Je restais ainsi allongé près d’elle de longues minutes, un peu inquiet, les yeux clos. Je m’habituais à l’odeur de ce petit deux-pièces, lieu, et je ne le savais pas alors, où je vivrai une période de mon futur. Pas un bruit. L’immeuble entrait silencieusement dans sa soirée et, de la rue éloignée par la profondeur du parc, ne parvenait que le son haché et sourd de la circulation.

Finalement, je ne craignais pas du tout ce qui se passerait. Elle se levait, je l’entendais ôter la robe, le chemisier et dénuder les seins. J’ouvrais les yeux et elle m’apparaissait si magnifique, si grande au-dessus de moi, et elle souriait de toute la bienveillance que je découvrirais d’elle. Nous nous disions bonjour en souriant, et son rire avec jolies fossettes éclatait, sublime comme celui qui m’avait séduit toute l’après-midi d’hier.

Oui, c’était la veille. Où, nous éclations de rire, à chaque mot prononcé de l’un ou de l’autre, et souvent à propos de tout et de rien. Hier, c’était la fête des conscrits au village voisin de celui natal de mon épouse. Qui m’avait présenté son ancienne amie d’école : Mathilde, célibataire. Une poignée de main, deux regards qui s’accrochent, une belle femme de ma taille aux cheveux mi-longs, vêtue sans ostentation, le cœur qui s’emballe, j’étais fait. La pendule, de onze heures à l’apéritif, jusqu’à minuit, heure du départ pour beaucoup et pour nous en particulier, me voyait magistralement à l’œuvre dans le registre de la séduction au plus près.

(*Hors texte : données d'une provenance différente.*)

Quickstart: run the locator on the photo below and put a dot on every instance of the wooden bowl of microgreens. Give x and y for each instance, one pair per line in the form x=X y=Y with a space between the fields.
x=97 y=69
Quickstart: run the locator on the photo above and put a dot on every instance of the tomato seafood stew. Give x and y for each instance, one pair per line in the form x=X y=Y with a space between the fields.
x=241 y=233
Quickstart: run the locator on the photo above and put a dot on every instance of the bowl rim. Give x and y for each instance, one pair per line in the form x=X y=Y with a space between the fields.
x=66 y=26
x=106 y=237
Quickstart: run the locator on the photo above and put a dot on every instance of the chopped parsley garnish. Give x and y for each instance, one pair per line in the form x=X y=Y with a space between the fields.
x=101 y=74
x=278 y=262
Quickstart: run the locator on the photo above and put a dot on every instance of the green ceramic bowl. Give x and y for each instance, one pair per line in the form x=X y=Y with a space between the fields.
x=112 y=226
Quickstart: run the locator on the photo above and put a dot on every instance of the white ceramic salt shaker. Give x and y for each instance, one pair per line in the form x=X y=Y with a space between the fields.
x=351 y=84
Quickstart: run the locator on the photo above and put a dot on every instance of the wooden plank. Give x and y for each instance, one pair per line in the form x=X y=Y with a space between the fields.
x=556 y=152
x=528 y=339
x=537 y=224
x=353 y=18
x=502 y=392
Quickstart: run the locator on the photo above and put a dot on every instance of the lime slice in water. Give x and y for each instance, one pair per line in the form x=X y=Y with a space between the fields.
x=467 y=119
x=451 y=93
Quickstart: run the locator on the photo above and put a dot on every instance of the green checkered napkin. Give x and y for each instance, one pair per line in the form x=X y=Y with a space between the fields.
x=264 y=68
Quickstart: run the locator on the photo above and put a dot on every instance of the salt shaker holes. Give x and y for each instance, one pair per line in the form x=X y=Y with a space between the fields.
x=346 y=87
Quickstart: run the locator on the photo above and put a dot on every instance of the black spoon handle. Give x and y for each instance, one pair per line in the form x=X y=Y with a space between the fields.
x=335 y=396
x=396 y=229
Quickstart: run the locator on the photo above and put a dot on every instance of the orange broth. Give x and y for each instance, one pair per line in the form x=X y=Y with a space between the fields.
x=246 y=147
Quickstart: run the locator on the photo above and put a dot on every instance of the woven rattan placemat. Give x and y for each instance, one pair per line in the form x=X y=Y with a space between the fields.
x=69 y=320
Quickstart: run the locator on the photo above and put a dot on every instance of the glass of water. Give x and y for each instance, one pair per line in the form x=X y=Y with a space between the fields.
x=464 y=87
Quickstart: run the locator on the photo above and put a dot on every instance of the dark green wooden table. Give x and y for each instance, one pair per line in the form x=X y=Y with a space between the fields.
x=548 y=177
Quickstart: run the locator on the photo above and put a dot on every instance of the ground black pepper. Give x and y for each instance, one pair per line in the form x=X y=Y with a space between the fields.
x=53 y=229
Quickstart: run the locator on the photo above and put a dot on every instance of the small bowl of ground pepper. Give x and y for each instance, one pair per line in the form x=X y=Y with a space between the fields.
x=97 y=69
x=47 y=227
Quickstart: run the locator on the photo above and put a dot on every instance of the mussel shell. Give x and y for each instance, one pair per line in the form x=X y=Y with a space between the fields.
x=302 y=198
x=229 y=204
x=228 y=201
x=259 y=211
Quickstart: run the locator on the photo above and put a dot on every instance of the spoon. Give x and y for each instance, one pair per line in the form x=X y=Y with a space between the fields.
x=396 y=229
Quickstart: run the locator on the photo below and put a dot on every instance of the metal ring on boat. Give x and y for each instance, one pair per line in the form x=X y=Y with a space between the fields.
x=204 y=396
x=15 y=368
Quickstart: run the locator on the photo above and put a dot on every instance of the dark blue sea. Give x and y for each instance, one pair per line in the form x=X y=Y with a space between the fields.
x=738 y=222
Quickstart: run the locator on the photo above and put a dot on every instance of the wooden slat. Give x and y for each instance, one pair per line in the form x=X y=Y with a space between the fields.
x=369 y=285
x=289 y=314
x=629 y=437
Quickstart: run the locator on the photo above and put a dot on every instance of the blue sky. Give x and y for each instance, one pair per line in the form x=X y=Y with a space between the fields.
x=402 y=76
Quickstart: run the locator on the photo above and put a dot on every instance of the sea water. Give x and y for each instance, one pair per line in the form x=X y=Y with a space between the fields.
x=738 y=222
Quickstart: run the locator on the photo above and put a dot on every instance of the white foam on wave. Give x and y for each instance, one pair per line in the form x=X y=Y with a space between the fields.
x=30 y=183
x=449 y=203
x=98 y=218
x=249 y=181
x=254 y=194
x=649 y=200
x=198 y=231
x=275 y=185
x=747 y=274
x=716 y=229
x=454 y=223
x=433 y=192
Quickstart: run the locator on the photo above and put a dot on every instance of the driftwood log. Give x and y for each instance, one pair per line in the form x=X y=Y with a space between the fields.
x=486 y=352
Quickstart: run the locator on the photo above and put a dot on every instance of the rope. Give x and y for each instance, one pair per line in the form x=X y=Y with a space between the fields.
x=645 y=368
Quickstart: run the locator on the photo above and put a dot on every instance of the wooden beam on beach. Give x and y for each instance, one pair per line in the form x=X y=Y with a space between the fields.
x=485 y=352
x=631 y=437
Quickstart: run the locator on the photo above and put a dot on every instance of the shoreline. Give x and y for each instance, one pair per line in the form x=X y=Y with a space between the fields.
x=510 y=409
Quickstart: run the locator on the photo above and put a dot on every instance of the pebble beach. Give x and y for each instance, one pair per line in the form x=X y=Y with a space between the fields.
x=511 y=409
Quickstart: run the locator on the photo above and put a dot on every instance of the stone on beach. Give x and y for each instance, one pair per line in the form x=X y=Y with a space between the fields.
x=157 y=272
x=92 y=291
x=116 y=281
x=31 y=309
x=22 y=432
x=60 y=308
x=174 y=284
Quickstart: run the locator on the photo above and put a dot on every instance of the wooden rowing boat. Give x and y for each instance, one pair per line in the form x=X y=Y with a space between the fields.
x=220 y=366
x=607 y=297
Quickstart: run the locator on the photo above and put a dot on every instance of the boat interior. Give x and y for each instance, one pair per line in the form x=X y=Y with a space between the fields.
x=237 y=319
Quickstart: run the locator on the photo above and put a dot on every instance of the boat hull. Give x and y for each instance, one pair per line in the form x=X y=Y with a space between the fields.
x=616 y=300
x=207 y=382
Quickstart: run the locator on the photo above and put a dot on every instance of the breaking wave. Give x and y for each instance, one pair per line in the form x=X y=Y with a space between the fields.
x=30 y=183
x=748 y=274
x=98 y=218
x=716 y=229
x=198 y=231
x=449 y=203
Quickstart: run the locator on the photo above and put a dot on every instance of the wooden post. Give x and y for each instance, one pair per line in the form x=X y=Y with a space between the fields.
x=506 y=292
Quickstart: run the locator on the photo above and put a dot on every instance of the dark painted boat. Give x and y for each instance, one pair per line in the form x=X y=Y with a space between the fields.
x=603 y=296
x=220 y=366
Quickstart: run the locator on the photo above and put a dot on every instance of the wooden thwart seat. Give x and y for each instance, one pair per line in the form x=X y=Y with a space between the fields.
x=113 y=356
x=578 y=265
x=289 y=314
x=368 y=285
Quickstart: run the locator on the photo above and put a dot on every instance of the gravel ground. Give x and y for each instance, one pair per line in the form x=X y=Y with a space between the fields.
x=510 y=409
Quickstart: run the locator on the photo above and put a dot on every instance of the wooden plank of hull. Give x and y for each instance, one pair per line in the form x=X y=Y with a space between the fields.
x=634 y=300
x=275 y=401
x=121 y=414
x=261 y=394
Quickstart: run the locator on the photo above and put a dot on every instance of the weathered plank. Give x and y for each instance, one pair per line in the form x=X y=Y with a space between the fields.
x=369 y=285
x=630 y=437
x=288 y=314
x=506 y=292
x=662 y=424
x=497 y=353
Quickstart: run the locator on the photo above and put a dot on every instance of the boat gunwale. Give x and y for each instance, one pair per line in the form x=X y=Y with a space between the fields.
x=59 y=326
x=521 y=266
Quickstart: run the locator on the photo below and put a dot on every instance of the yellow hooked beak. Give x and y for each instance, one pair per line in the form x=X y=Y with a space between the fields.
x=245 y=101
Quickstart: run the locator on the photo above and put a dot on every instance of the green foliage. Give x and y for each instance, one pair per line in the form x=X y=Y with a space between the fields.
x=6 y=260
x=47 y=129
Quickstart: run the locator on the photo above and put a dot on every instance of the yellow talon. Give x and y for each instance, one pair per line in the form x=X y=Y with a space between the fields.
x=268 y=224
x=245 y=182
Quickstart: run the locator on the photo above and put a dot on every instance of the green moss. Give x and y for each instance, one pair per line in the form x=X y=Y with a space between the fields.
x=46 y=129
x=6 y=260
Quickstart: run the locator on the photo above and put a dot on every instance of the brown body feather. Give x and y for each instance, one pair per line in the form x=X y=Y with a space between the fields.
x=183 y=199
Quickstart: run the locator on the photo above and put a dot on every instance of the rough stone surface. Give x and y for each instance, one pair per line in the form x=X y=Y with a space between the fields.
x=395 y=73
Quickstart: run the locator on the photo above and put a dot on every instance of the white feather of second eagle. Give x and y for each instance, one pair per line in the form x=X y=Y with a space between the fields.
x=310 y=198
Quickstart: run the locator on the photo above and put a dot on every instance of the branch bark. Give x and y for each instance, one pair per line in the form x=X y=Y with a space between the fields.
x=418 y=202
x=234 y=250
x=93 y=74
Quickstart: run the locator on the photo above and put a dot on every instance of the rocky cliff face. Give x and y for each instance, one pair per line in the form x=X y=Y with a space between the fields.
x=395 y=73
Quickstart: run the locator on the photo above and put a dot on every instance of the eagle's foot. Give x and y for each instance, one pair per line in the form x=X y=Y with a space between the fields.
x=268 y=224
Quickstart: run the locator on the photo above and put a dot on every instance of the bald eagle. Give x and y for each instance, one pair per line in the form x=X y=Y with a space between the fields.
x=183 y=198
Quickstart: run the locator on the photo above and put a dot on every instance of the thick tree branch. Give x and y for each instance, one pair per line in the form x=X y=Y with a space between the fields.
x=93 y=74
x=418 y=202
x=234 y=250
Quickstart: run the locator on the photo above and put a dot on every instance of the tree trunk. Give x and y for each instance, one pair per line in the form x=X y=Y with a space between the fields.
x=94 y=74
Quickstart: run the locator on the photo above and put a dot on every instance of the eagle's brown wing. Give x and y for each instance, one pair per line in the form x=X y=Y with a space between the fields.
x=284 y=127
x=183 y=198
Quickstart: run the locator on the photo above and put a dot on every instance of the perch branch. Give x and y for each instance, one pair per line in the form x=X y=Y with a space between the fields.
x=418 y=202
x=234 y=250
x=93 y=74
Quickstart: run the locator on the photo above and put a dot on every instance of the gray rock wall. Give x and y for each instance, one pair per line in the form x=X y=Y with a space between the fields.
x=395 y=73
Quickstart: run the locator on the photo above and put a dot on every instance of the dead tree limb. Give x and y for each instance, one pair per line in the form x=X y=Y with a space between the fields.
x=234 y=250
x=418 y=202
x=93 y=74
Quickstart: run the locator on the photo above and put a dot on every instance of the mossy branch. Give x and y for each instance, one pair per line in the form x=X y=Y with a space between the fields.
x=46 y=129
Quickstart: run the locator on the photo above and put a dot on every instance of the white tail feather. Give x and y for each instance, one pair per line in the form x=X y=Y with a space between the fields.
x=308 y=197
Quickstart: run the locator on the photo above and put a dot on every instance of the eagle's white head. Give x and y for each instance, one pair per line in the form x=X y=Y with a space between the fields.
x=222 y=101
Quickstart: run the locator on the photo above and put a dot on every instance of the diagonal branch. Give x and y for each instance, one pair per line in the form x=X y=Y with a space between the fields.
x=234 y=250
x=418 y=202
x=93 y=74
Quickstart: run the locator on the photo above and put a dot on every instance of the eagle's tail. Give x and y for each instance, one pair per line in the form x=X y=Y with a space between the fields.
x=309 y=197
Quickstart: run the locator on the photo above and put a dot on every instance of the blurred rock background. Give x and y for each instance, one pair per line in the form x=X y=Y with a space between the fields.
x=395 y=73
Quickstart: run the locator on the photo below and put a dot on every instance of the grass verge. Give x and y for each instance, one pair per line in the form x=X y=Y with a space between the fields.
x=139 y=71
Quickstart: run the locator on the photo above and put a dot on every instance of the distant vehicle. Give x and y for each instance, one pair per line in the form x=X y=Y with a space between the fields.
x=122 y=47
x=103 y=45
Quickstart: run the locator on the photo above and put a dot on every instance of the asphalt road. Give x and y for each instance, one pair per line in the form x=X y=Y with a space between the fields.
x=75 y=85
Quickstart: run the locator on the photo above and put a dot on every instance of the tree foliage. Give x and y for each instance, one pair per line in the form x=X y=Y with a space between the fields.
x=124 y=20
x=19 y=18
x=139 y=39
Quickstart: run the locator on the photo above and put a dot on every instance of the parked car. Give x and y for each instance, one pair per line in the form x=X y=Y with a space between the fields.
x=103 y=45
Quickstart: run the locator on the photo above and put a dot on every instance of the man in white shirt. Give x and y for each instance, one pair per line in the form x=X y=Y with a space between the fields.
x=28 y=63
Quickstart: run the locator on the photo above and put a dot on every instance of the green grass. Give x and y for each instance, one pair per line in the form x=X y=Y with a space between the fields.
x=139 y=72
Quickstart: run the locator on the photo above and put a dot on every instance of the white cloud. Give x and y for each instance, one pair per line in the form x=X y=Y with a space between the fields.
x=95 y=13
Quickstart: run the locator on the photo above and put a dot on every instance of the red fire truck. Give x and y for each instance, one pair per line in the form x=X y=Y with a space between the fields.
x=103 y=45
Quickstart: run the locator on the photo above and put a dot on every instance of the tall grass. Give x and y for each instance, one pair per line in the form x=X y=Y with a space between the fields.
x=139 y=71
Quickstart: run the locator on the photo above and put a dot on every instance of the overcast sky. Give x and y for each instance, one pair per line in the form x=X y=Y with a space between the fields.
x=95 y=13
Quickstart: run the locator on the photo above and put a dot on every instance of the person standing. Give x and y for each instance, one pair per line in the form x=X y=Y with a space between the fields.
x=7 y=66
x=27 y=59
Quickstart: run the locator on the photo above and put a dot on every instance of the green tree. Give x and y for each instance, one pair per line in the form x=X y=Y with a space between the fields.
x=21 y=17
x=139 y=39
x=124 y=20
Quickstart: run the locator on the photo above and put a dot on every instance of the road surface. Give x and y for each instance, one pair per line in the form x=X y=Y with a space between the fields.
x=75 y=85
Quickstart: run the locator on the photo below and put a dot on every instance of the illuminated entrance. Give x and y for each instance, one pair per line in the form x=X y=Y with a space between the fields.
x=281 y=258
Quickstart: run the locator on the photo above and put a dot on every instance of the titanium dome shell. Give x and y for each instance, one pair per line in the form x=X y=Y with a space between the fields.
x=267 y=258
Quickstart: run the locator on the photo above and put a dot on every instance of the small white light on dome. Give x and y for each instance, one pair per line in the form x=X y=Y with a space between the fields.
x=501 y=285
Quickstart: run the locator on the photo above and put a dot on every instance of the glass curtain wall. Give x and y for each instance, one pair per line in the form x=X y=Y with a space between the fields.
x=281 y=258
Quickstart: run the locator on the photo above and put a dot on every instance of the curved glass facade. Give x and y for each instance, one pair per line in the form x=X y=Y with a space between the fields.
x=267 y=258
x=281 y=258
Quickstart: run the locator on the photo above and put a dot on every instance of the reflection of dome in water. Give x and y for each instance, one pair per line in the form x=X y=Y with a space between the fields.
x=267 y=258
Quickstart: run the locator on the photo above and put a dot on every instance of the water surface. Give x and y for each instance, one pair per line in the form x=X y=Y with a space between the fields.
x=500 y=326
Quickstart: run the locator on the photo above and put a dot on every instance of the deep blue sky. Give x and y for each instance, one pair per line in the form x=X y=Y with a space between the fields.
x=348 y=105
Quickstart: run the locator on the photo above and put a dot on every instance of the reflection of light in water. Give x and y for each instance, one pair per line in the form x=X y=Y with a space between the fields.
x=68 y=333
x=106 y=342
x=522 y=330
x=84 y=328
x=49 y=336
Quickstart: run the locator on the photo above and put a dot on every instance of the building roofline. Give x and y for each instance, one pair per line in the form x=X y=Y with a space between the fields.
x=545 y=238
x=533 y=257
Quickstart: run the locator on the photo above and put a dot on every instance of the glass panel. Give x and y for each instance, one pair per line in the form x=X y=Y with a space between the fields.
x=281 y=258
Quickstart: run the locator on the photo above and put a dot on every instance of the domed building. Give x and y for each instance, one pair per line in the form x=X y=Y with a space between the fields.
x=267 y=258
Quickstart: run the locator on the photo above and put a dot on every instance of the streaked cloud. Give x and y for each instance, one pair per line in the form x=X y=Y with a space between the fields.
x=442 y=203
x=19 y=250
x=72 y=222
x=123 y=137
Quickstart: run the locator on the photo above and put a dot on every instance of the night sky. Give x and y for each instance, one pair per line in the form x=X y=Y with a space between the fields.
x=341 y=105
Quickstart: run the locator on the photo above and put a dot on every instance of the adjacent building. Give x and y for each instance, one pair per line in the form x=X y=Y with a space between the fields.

D’abord, durant les discours d’usage sur le perron du château pendant lesquels je m’arrangeais pour ne jamais me situer hors de sa vue, ensuite à table, pratiquement de face puisqu’elle était placée à droite de mon épouse Marie-Claire en vis-à-vis de moi, puis souvent dans mes bras lors du bal organisé l’après-midi, ou encore pendant nos apartés pour des confidences sur nos vies respectives dans le parc du château, loin de la foule et de ma femme occupée à retrouver et discuter avec ses amis, enfin près d’elle au dîner, ma jambe touchant sa jambe qui ne se dérobait pas.

Elle donnait son adresse et numéro de téléphone à Marie-Claire. Peu à peu, les convives quittaient le château. C’était l’heure de partir, et c’était celle des au revoir, des bises et la mienne dérapait comme par inadvertance de la joue à ses lèvres, pour un attouchement furtif, mais décisif. Plus tard, elle évoquerait ces quelques secondes comme déterminantes dans l’éveil de son désir pour moi.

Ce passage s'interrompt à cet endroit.